Reilly also oversees the CPO’s Good Manufacturing Practices (GMP) facility, a production site where radiopharmaceuticals are made to strict quality standards for human use.

“This facility has allowed us to support a lot of different collaborative and translational research opportunities because we provide the necessary bridge step to move from preclinical to human studies,” says Reilly.

To secure Health Canada approval for the trial, Reilly and his team made several batches of Cu-64-labelled porphysomes that passed multiple quality assurance tests.

He notes that because of the short half-life of Cu-64, each dose of the drug must be custom made when a patient is enrolled. The radioactive copper is made and shipped from the University of Wisconsin–Madison to the GMP facility, where it is attached to porphysomes.

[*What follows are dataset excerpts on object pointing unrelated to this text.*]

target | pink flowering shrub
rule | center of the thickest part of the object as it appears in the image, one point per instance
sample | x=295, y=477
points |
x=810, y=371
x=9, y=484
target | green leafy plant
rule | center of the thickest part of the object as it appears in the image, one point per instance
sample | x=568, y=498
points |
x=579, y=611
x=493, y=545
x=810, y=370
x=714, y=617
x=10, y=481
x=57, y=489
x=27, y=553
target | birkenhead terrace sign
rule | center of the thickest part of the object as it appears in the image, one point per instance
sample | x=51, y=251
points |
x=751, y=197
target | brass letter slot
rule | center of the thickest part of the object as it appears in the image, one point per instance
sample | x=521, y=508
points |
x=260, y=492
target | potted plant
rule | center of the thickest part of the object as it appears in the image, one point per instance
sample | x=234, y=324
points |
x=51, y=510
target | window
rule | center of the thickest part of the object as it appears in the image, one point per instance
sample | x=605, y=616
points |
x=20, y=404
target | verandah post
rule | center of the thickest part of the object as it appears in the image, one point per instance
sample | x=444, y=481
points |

Reilly’s team tests each batch before it is delivered to the clinical trial team at Princess Margaret.

Zheng says Reilly’s role in developing the protocol was “critical” in Health Canada’s decision to approve the trial.

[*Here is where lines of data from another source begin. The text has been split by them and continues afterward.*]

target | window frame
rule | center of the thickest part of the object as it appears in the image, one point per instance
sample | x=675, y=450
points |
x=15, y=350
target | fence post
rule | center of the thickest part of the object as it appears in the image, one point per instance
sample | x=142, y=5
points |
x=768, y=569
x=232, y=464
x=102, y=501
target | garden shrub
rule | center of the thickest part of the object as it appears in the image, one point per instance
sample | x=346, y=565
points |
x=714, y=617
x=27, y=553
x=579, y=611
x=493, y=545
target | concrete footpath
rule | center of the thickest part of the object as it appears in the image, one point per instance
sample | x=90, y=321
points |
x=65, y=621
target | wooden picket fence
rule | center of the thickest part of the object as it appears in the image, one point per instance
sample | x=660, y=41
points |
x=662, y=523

“Without Professor Reilly and the GMP facility, the journey to bring this discovery to patients would have been even longer,” Zheng says.

Positive results from this trial, which Zheng hopes will be complete within the next year, would pave the way for a phase 1B trial to assess the safety of porphysomes in patients with different cancer types.

“I believe the biggest potential for porphysomes is in minimally invasive treatments for early-stage cancers like early-stage lung cancer,” says Zheng.

Back in the lab, he and his team are working to understand why porphysomes accumulate in tumours and how they generate an immune response beyond the cancer site.

For Reilly, the successful launch of this clinical trial is a testament to the power of collaboration in taking innovations from the lab into the clinic.

“Porphysomes are a homegrown technology discovered here in Toronto, and it needed a homegrown solution to take it to the next stage. It was the perfect opportunity to link the expertise and resources we have at U of T to advance a new cancer nanomedicine that could potentially impact patients around the world.”

This work was funded by the Ontario Institute for Cancer Research, Princess Margaret Cancer Foundation and Terry Fox Foundation. The GMP facility was supported by funding from the Canada Foundation for Innovation, Ontario Research Fund and the Leslie Dan Faculty of Pharmacy.